Cuando el sentido, ese anciano que te hablaba
en horas de soledad, se muere
entonces
miras a la mujer amada como a un viejo,
y lloras.
Y queda
huérfano el poema, sin padre ni madre,
y lo odias,
aborreces al hijo colgando
como un aborto entre las piernas, balanceándose allí
como hilo que cuelga o telaraña,
cuando el sentido muere,
como un niño
castrado por un ciego,
al amparo de la noche feroz, de la noche:
como la voz de un niño perdido aullando en
el viento
el día en que se acaba la canción, dejando
sólo un poco de tabaco en la mano,
y la ciudad ahora, las
ciudades convertidas en vastas plantaciones de tabaco,
y la mano
asombrada toca la boca sin labios
el día en que se acaba la canción, y se pierde
el hombre que a sí mismo le daba el nombre de alguien,
al dar la vuelta a una esquina, un atardecer sin música.

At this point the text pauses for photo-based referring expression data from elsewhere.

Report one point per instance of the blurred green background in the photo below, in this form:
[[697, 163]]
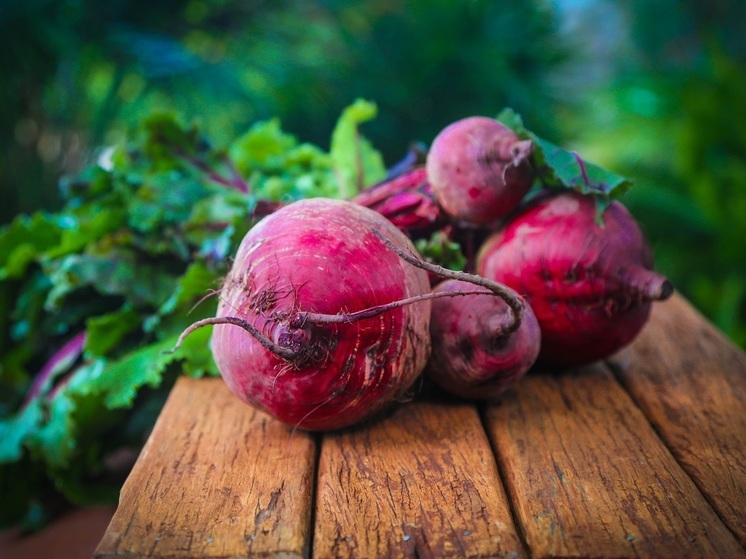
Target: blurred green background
[[653, 90]]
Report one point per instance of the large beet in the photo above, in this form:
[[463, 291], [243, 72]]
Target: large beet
[[295, 347], [589, 286]]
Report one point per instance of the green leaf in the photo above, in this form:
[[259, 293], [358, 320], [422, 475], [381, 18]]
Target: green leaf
[[15, 430], [24, 241], [356, 161], [106, 332], [120, 380], [264, 144], [441, 250], [557, 167], [117, 273], [197, 283]]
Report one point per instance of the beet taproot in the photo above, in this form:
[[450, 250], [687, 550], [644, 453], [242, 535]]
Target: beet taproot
[[477, 352], [304, 329], [590, 285], [479, 169]]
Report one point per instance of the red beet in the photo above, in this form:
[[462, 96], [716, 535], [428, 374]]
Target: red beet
[[305, 329], [589, 286], [479, 169], [407, 201], [476, 354]]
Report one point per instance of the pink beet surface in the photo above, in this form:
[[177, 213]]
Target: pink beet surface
[[298, 279], [479, 169], [590, 287], [476, 355]]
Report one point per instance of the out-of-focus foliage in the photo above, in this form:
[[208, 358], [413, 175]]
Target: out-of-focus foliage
[[78, 73], [670, 113]]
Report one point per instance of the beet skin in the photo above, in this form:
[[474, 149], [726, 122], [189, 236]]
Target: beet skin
[[476, 354], [479, 169], [298, 275], [589, 286]]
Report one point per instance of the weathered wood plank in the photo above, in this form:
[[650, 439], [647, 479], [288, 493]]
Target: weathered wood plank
[[421, 483], [588, 476], [690, 382], [215, 479]]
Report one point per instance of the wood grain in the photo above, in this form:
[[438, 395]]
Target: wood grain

El día en que se acaba la canción el dolor mismo
es sólo un poco de tabaco en la mano,
y las palabras
son todas de antaño, y de otro país, y caen
de la boca sin dientes como un líquido
parecido a la bilis,
el día
en que se muere el sentido, ese
asesino que al crepúsculo hablaba y al
insomnio susurraba palabras y cosas,
el día
en que se acaba la canción miras
a la mujer amada como a un viejo, y
con la cabeza entre las piernas,
frente al mundo abortado, lloras.
Leopoldo María Panero. Poesía Completa 1970-2000. VISOR LIBROS, 2001.
Hoy es el día en que se ha acabado la canción
D.E.P. Leopoldo María Panero
Inexcusable, no reconocerlo. En el horno del cerebro se cuece el pan poético. Las musas desnudan su ballet detrás de las barras del café -el strip-tease de la bragueta es un cuadro de esencias parecido el vicio burgués de escribir versos sin vulgaridad-. Se nos fue un grande, no deberíamos dudarlo. Diría que la canción se renueva detrás de la bilis y del aborto sin fe que arrancamos con tenazas de la palabra. Una mirada oculta, también ocultada, soberbia y desoladora (la música del abismo es la que mejor reconoce el oído). Fuiste ese ciclista de corazón infartado que no desistió de luchar. Antaño, o en otra existencia, ensalzarían todas tus humanas virtudes; pero -febril vanidad- sólo eres un hijo de esta España de telarañas (una cumbre de ocho mil en una tierra de bajezas).